[TCOD] TCOD dictionaries and data presentation -- 3 levels of description

Tue Jul 29 13:31:26 UTC 2014

Hello everybody,

You did a great job, Saulius, digesting this diverse bunch of opinions
into a sound compromise ! Some comments (I collect several of the
previous mails hereafter):

> I am toying with the idea that TCOD should have 3 levels of structure
> description:

Yes, that makes sense. Your rationale for the three levels is really
good (one comment about level 1, though - see hereafter).

>
> -- level 0: - cell constants; - atomic coordinates; - literature
> reference.
>
> Standard CIF dictionaries are enough for such description.

What I feel is missing in this minimalistic set, is the XC-functional.
Without that information, the relevance of predicted unit cell
information is limited. (It can be retrieved from the literature
reference, sure. And if people complete level 1, then the info is
available anyway. But as this is really necessary information, it would
be good to force users to include it by asking it at the mandatory level 0.)

Immediately then the question arises how to identify unambiguously the
XC-functional (a question that would arise equally well if this would be
kept in level 1). One possibility would be to use the identifier used in
LIBXC (http://www.tddft.org/programs/octopus/wiki/index.php/Libxc). This
is widely accepted, code-independent and open source.

Specifying the XC-functional limits us to DFT only. Perhaps the keyword
should rather be 'level-of-theory'. If a LIBXC-identifier is given, then
this implies it is DFT with the quoted functional. If the value is not a
LIBXC-identifier, it refers to a non-DFT method (Hartree-Fock, GW,
QMC,...) It might be tricky to create a relevant list of non-DFT
methods, and right now it is perhaps of limited use, but the number of
predictions by these methods is likely going to surge in coming years.

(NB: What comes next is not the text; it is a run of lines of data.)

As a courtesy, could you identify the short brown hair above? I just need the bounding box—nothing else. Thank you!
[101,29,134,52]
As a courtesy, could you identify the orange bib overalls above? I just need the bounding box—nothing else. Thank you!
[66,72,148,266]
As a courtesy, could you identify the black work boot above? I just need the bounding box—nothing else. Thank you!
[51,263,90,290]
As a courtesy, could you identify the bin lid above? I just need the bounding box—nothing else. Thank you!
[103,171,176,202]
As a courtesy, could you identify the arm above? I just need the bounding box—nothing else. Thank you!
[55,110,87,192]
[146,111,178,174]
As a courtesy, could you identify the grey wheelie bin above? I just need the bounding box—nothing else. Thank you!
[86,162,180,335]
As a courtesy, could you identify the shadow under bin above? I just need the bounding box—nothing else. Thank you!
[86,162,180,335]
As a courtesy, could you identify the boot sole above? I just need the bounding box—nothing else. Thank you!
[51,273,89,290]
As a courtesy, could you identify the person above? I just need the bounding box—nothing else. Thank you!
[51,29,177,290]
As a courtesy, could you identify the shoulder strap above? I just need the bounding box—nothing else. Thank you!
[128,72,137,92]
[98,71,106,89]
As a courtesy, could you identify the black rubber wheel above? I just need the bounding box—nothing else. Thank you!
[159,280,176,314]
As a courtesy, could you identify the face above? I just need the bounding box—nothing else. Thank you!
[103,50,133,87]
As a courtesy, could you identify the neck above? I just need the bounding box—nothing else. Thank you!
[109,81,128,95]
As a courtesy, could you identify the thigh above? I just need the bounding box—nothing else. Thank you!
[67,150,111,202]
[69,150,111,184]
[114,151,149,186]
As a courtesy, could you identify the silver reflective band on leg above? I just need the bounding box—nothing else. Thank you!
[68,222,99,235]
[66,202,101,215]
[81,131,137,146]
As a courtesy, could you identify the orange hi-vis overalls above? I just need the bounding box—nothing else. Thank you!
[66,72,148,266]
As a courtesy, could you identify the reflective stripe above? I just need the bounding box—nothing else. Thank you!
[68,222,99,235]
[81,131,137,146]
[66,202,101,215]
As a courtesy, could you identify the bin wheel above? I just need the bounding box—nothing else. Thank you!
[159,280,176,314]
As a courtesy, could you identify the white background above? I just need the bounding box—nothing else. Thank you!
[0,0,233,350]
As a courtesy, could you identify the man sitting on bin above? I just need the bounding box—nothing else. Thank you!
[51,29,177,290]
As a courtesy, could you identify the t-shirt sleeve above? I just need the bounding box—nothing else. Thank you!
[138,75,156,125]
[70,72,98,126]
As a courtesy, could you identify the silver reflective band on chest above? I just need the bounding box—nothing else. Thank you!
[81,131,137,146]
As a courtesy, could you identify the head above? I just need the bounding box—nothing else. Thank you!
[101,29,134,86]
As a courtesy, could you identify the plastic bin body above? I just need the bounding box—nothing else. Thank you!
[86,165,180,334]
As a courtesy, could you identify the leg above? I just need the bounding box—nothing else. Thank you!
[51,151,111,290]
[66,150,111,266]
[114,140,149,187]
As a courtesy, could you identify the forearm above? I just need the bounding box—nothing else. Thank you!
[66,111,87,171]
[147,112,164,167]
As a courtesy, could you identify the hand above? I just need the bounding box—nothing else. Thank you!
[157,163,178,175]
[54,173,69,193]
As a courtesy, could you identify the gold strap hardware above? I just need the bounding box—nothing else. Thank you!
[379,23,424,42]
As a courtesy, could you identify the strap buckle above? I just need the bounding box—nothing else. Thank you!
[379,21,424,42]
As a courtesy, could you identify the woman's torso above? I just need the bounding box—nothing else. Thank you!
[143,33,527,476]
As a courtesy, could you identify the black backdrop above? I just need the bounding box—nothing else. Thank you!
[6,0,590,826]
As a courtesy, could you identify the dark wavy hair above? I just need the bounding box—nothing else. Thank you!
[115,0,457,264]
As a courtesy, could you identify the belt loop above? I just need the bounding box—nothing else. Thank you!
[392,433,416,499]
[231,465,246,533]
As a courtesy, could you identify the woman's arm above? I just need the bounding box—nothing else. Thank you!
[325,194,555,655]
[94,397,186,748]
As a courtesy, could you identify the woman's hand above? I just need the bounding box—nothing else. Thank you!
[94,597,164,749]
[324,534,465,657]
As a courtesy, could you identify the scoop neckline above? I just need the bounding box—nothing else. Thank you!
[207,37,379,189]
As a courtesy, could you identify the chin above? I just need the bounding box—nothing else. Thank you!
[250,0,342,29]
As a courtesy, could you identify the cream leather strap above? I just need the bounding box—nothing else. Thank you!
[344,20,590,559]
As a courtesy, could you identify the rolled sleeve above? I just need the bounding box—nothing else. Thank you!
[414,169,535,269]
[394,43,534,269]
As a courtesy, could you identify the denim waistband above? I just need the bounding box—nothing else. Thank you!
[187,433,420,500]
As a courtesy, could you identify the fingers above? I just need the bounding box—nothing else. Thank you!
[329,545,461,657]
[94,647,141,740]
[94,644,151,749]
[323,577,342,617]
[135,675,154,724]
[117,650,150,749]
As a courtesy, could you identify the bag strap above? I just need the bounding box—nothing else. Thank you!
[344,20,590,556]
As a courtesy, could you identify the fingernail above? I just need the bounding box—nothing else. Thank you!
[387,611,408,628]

[added later: OK, the _tcod_model variable more or less does this, as I
see now. Hence, my comment boils down to replacing the value 'DFT' by
the LIBXC identifier for the relevant functional]
>
> -- level 1: - same as in level 0, plus any parameters that permit
> qualified person to judge if the structure has converged and how
> good it is. The parameters should include residual force on atoms
> (2014-02-10 16:16, Björkman Torbjörn), energy change(s) in the last
> cycle(s), and references to basis set, pseudo-potentials, XC
> functionals, etc. (as described in our dictionaries and in
> http://www.xml-cml.org/dictionary/compchem/). Basis sets can be
> referenced as in https://bse.pnl.gov/bse/portal;

I might be ruining the beautiful simplicity of the scheme now, but it
seems to me that the present level 1 covers two different things. What
about splitting this into two levels:

* One that lists the main technical settings (basis set, pseudo's,
k-mesh, XC [although the latter might at level 0]), such that a
qualified person can assess the level of credibility of the calculation

* One that lists information to assess the level of convergence.

The former is information at the input stage, the latter is at the
output stage. Two different aspects. The advantage of splitting the
level is that probably less people would take the effort to collect the
convergence info, and might then discard that level entirely.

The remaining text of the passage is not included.